犬王の声優を務めたアヴちゃんと友魚の声優を務めた森山は、ともに鮮やかなオレンジ色を基調とした衣装で観客の前へ。2人の衣装の色は打ち合わせなしに揃ったといい、アヴちゃんは「仲ええんやな」と言って森山と笑い合った。完成した作品を観ての感想をまず司会者に問われると、アヴちゃんは「私事の最たるものかもしれないけど、最後のクレジット、一番始めに自分の名前が出てきたときに『こんなことがあるんや』と泣いてしまいました」と明かす。声優としてアニメ映画で主演を務めることを「想像していませんでした!」と断言したアヴちゃんは、オファーがあった際の思いについて「声優2作目で主演かいって1分くらい悩んだけど、(森山)未來氏が『アヴちゃんがやるなら自分も出る』って言ってる、未來氏とダブル主演やでと聞いた瞬間、あ、大丈夫と思いました」と振り返り、森山はこれに「10年以上前に出会ってから付き合いがあって、いつかどこかで関われたらと思っていました。今回アニメーション作品で関われるということで、縁を感じて『ぜひ』という感じでしたね」と応じていた。
森山は、完成した作品について「能って世界で最古のミュージカルと言われているんですけど、『犬王』は歌え踊れが怒涛の勢いで押し寄せてくる作品。一番大事な言葉や思いが、すべて音楽と踊りの中にぶつけられているんです。すごい体験をしたなと思いましたね」と感想を語る。トークの話題が劇中の音楽に及ぶと、アヴちゃんは自身が担当した劇中歌の作詞について「室町時代に思いを馳せて歌詞を作るのは初めてだったので。“レペゼン室町”でどう作っていこうと思いましたけど、湯浅監督や(脚本の)野木(亜紀子)さんのメモを見て……2人が“点”で置いておいてくれていたものを私が咀嚼して歌詞にしていくという作業は、劇中で自分がやっている作業とオーバーラップしました。もともと書くのは速いけど、筆が止まらなかったです」と明かした。また、アヴちゃんは森山の歌のレコーディングでも活躍したといい、森山は「僕の歌はアヴちゃんに引っ張ってもらいました」と、アヴちゃんにディレクションしてもらっていたことを告白。この言葉に、アヴちゃんは「そう。『歌はケンカや。目ぇつぶるな!』って言ってね」と笑顔で応じる。そして、自身の歌入れについては「マイクがない時代の歌なので、もう喉をつぶすくらい。明日声が出なくなるくらいの勢いで、ひたすら歌っていました。それこそケンカを売るような感じで」と、並々ならぬ気迫で臨んでいたことを振り返った。

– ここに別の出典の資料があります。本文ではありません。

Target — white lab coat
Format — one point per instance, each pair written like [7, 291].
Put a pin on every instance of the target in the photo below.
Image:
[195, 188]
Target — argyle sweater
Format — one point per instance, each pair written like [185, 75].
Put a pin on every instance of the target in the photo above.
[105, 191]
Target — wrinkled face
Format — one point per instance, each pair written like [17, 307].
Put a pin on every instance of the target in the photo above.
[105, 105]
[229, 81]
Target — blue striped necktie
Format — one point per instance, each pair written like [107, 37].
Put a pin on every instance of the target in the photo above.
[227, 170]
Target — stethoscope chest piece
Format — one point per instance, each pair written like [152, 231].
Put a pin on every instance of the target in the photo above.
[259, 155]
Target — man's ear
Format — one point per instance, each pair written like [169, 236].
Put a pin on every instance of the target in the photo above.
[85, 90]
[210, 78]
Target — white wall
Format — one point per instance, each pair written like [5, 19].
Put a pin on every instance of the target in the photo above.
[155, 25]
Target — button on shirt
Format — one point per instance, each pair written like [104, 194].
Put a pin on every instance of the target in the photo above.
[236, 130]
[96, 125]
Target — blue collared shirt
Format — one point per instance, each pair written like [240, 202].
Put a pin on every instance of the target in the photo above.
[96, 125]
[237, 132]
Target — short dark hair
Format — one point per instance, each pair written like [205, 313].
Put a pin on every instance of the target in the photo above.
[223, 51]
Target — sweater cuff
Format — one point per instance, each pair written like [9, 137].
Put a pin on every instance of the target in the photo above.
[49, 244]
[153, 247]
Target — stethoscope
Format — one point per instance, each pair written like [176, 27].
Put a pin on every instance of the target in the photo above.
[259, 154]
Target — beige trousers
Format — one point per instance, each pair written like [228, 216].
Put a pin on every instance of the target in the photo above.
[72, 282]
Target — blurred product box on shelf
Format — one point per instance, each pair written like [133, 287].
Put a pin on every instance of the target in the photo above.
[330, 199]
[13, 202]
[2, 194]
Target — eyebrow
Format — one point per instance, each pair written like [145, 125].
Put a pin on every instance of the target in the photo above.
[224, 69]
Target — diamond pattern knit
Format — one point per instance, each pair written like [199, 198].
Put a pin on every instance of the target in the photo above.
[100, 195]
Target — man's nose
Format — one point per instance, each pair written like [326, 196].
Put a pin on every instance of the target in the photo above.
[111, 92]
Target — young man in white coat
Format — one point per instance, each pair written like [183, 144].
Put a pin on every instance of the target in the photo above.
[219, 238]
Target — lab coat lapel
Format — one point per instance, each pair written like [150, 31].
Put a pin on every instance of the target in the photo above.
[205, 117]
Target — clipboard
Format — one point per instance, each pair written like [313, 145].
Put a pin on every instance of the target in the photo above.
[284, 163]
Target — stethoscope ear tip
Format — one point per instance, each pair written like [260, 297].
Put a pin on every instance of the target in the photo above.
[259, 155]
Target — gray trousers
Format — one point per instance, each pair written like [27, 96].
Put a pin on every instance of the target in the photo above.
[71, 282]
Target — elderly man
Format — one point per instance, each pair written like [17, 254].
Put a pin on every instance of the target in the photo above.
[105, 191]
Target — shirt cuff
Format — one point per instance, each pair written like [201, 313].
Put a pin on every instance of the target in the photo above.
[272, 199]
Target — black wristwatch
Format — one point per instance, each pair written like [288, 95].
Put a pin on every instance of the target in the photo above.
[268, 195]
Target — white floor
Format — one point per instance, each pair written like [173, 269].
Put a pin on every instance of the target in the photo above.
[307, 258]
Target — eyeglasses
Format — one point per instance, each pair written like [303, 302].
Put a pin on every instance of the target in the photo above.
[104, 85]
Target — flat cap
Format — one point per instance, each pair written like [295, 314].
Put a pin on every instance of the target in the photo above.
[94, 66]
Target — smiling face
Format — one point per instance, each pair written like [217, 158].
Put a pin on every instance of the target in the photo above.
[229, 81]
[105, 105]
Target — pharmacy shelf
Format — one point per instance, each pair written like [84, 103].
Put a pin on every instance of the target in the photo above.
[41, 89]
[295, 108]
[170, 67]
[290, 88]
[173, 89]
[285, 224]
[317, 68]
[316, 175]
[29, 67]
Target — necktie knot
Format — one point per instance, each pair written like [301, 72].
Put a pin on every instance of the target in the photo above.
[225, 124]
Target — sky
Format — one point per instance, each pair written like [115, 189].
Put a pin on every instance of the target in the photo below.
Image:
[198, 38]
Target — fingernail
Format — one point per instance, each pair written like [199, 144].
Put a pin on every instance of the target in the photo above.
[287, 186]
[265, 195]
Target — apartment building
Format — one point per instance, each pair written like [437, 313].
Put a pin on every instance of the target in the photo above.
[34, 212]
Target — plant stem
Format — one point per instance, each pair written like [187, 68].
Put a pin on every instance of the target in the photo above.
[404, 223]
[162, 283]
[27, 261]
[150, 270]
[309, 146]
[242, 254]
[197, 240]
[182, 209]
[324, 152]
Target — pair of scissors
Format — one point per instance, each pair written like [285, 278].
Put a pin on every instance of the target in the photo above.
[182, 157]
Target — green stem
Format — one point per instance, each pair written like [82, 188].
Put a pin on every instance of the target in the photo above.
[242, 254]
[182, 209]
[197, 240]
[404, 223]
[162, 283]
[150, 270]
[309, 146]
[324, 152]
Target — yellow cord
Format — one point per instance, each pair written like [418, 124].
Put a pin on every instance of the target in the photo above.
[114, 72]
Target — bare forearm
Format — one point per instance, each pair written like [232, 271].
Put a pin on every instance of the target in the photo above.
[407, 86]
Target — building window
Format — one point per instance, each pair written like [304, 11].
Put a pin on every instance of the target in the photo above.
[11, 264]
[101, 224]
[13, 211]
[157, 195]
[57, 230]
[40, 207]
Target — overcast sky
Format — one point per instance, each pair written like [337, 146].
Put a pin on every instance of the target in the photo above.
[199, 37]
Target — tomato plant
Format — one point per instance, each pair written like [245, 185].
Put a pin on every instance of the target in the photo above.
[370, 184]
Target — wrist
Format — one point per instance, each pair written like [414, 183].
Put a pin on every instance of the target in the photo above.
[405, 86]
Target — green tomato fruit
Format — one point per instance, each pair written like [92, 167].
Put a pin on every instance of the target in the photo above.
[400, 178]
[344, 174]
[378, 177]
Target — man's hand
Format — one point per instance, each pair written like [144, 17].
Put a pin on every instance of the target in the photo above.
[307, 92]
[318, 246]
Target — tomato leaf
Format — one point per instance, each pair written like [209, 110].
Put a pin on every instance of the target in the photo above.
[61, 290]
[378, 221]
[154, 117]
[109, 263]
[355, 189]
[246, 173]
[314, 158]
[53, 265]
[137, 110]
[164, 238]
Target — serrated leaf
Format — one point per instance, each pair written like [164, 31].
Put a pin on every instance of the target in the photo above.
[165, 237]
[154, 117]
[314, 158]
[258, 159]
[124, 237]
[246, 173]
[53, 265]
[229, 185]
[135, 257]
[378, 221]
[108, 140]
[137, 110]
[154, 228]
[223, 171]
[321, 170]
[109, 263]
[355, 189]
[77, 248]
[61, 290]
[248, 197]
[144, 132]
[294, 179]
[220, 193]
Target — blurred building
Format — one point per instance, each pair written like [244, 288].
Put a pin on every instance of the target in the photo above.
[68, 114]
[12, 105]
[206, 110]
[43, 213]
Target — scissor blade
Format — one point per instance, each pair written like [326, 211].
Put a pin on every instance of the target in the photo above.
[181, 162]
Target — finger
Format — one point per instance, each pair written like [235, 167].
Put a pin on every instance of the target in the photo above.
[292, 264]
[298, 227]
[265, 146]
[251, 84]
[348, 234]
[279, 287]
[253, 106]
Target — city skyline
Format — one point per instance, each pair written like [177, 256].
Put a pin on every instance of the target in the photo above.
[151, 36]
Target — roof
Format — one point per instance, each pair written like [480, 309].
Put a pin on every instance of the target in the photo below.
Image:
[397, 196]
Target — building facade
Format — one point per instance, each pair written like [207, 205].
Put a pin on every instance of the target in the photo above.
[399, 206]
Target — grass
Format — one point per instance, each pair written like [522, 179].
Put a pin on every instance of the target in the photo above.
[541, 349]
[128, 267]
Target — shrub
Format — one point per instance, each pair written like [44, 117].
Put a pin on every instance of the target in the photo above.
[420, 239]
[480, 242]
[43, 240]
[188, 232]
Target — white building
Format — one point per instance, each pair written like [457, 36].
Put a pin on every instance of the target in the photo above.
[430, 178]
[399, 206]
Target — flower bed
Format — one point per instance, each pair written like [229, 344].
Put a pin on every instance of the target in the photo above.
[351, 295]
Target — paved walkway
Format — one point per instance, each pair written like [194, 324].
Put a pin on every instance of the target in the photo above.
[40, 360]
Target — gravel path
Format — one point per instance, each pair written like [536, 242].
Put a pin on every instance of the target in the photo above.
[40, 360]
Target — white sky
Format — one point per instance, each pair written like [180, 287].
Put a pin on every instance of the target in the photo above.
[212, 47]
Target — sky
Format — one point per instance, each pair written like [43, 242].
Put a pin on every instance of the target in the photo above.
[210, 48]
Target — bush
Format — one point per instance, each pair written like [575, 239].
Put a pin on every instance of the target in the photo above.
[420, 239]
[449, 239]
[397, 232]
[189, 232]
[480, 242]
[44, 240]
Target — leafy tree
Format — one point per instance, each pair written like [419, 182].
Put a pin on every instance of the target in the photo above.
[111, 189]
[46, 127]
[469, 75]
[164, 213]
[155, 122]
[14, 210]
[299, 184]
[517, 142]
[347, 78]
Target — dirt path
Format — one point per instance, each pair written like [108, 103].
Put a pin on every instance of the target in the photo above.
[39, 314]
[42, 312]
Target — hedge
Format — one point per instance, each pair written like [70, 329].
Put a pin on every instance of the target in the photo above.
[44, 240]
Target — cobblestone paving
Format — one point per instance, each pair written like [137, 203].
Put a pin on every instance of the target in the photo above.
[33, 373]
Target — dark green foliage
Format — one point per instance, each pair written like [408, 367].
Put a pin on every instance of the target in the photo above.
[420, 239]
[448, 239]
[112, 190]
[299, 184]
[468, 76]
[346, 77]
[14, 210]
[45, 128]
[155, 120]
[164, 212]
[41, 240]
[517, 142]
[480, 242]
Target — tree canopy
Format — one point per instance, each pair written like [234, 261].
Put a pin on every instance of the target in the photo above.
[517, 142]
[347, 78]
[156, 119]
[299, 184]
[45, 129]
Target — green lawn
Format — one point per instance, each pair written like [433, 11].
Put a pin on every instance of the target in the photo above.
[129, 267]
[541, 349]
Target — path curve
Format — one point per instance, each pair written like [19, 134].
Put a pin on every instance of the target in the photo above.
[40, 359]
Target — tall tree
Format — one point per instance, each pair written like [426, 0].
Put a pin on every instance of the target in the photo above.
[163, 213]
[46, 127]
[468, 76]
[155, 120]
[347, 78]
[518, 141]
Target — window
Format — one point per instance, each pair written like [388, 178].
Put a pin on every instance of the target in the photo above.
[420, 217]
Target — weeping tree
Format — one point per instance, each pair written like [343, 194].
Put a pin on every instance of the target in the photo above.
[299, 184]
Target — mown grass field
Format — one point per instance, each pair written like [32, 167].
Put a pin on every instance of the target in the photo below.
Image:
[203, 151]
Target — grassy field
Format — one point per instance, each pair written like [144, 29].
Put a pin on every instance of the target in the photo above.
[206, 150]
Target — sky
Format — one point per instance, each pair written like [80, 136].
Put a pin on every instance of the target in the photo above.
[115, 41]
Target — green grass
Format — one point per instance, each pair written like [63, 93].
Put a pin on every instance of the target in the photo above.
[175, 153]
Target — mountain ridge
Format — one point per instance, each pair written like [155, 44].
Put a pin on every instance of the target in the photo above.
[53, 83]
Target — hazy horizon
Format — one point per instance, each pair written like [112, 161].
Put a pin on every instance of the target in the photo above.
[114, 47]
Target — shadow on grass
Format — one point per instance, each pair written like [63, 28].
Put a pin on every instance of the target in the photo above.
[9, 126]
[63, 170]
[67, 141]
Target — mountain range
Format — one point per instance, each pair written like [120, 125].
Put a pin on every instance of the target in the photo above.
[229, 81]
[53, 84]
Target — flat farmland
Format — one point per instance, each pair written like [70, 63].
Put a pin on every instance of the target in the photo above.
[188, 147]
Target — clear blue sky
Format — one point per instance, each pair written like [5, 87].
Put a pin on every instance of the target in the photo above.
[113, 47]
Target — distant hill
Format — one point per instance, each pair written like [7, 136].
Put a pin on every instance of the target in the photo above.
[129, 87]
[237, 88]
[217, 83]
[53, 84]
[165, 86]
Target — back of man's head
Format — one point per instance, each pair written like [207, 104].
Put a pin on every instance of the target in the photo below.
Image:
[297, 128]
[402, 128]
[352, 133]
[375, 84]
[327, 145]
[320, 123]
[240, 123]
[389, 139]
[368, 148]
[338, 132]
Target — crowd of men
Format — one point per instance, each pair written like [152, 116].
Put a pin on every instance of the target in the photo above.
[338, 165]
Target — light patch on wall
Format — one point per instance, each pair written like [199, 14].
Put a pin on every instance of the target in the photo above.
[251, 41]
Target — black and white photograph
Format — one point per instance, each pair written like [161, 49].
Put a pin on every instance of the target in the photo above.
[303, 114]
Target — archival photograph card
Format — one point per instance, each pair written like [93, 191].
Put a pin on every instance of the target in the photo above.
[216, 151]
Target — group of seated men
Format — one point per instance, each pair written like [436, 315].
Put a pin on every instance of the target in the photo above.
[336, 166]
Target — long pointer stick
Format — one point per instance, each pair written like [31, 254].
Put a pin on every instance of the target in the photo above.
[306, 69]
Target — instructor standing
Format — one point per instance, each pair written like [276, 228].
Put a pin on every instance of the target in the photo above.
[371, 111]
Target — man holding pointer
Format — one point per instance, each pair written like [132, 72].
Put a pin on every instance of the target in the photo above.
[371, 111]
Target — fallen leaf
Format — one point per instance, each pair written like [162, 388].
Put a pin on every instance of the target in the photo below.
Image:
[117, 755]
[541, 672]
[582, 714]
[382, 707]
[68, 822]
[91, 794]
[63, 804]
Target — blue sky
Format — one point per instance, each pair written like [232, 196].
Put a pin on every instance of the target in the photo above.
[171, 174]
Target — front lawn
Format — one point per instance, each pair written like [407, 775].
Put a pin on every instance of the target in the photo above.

トークの終盤にはフリップボードを使った一問一答のコーナーも設けられ、登壇者は2つの質問に回答。まず「お互いの第一印象は?」という問いがアヴちゃんと森山に投げかけられると、アヴちゃんは「広大な砂漠」、森山は「物の怪」とお互いのことを評する。また、「自分にとっての日々の“バディ”は?」という問いに、アヴちゃんは「ステージ」と回答。その理由について「ステージは一番私を受け止めてくれる、一番息ができる場所」と思いを語っていた。
そして、最後の挨拶でアヴちゃんは「この映画に呼ばれたなという瞬間がたくさんありました。犬王を演じたことで、もう1人の自分を手に入れたような、不思議な気持ちに浸っております。この作品に呼んでいただけで、犬王をやれてよかった」とコメント。「ライブと違って遠征費も要らへんし、よければたくさん広めてもらって、いろんな人に見届けてもらえたらなって思います。私、応援上映やりたいって思ってるんです」と胸に抱く希望を語ると、客席からは大きな拍手が送られる。フォトセッションを終えたアヴちゃんはオフマイクで「楽しんで!」と客席に呼びかけ、劇場をあとにした。